Back to Fission

RFC-0004: Reconciler Consolidation & Dependency-Driven Watches

docs/rfc/0004-reconciler-consolidation.md

1.26.019.6 KB
Original Source

RFC-0004: Reconciler Consolidation & Dependency-Driven Watches

  • Status: Implemented (#3457#3461, all merged 2026-06-03) — see "As shipped" for deviations
  • Supersedes: none
  • Related: RFC-0002 (EndpointSlice-native data plane), RFC-0003 (CRD modernization)

Summary

Collapse the executor process's nine controller-runtime reconcilers into three by making a single Function-centric reconciler that uses .For(Function) + .Watches(...) to react to its dependencies (Environment, ConfigMap, Secret, and the Deployment/Service/HPA it manages), instead of one bare .For() reconciler per concern. The same change retires a redundant standalone informer factory in the executor and adds opt-in finalizers for reliable cross-namespace teardown — with no change to the 9-pod Helm topology and no CRD/API/Helm-value changes.

Motivation

Fission's control plane was fully migrated to controller-runtime reconcilers (completed 2026-06-01). That migration was a faithful 1:1 port: every former informer + event-handler became its own reconciler wired with the shared helper in pkg/controller/builder.go, which only ever calls .For(obj).WithPredicates(...).Complete(r).

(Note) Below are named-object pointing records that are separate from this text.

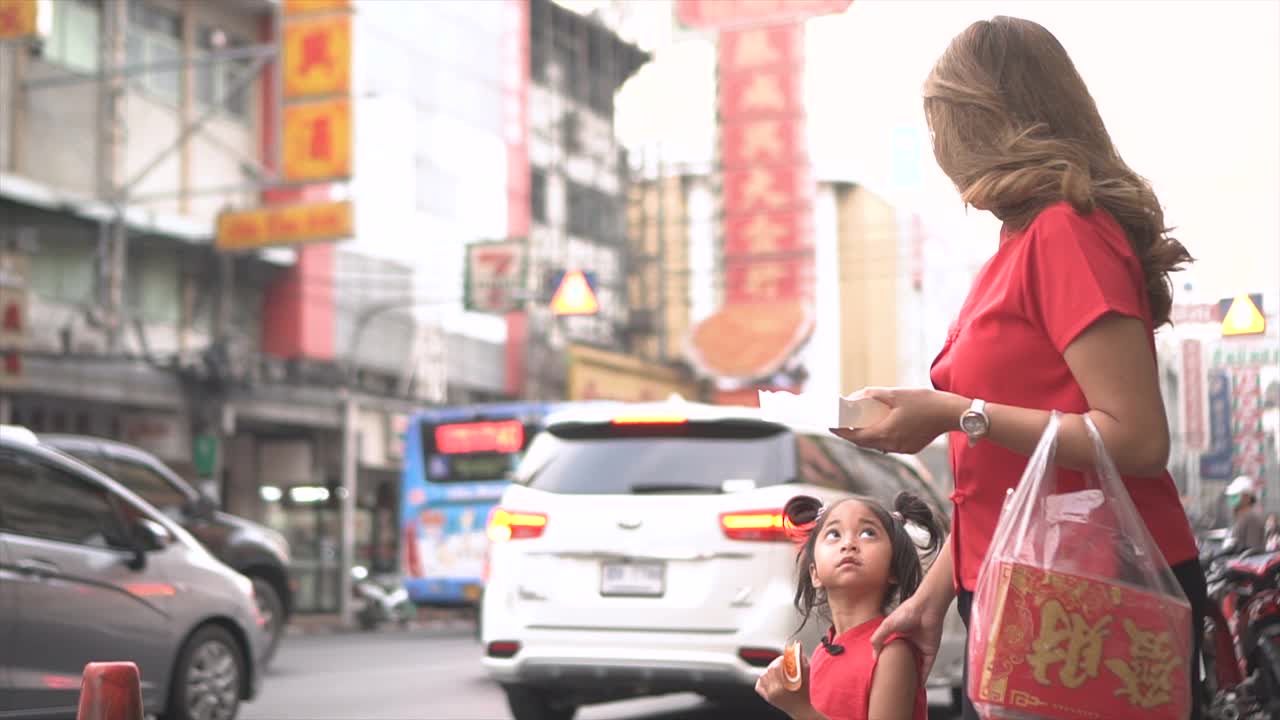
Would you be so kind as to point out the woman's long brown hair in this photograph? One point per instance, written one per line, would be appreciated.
(1015, 130)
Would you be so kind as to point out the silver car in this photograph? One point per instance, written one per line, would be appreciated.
(90, 572)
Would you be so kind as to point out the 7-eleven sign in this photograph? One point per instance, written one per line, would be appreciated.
(494, 279)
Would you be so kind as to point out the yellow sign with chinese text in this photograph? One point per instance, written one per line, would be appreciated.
(312, 7)
(287, 224)
(599, 374)
(318, 141)
(19, 18)
(318, 57)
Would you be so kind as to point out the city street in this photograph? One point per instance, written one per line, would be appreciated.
(412, 675)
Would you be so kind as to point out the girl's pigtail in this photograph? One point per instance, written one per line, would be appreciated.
(910, 509)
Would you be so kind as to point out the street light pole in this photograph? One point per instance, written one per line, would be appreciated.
(350, 483)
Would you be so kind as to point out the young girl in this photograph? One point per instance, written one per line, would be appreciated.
(856, 563)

There is, today, no .Owns(), no .Watches(), no OwnerReferences/SetControllerReference, and no finalizer anywhere in non-generated code.

The port works, but it left structural duplication that the controller-runtime model is designed to remove.

Current topology

Nine manager processes run ~19 reconcilers (each Helm pod runs fission-bundle with one subsystem flag — see cmd/fission-bundle/main.go):

ProcessReconcilers (.For root)Leader-elected
routerhttpTriggerReconciler (HTTPTrigger), functionReconciler (Function)no
executor9 — see belowopt-in
kubewatcherKubernetesWatchTriggeropt-in
timerTimeTriggeropt-in
buildermgrEnvironment, Packageopt-in
mqtriggerMessageQueueTriggeropt-in
mqt_kedaMessageQueueTrigger → KEDA ScaledObject/TriggerAuth/Deploymentopt-in
canaryconfigCanaryConfigopt-in
loggerPod (DaemonSet)no

The duplication is concentrated in the executor process, which registers nine reconcilers (pkg/executor/executor.go:512-574):

  • Three functionReconcilers, one per executor type, all rooted on fv1.Functionpkg/executor/executortype/{poolmgr,newdeploy,container}/reconciler.go.
  • Two environmentReconcilers (poolmgr pool sync + newdeploy runtime-image propagation), both rooted on fv1.Environment.
  • Two cms reconcilers (ConfigMap, Secret) whose entire job is to call RefreshFuncPods on functions that mount the changed object — pkg/executor/cms/reconciler.go.
  • Two poolmgr lifecycle reconcilers rooted on ReplicaSet and Pod (warm-pool internals).

controller-runtime shares one informer per GVK across all reconcilers in a manager, so the three Function reconcilers do not triplicate the Function cache. What they do triplicate is everything downstream of the informer: every Function event is fanned into three workqueues, evaluated by three predicates, and processed by three reconcile goroutine pools, each keeping its own lastReconciled/lastSeen sync.Map. Two of the three backends early-return for functions of the wrong executor type (Spec.InvokeStrategy.ExecutionStrategy.ExecutorType, pkg/apis/core/v1/types.go:374), so two-thirds of that processing is pure overhead. The two Environment reconcilers duplicate the same way.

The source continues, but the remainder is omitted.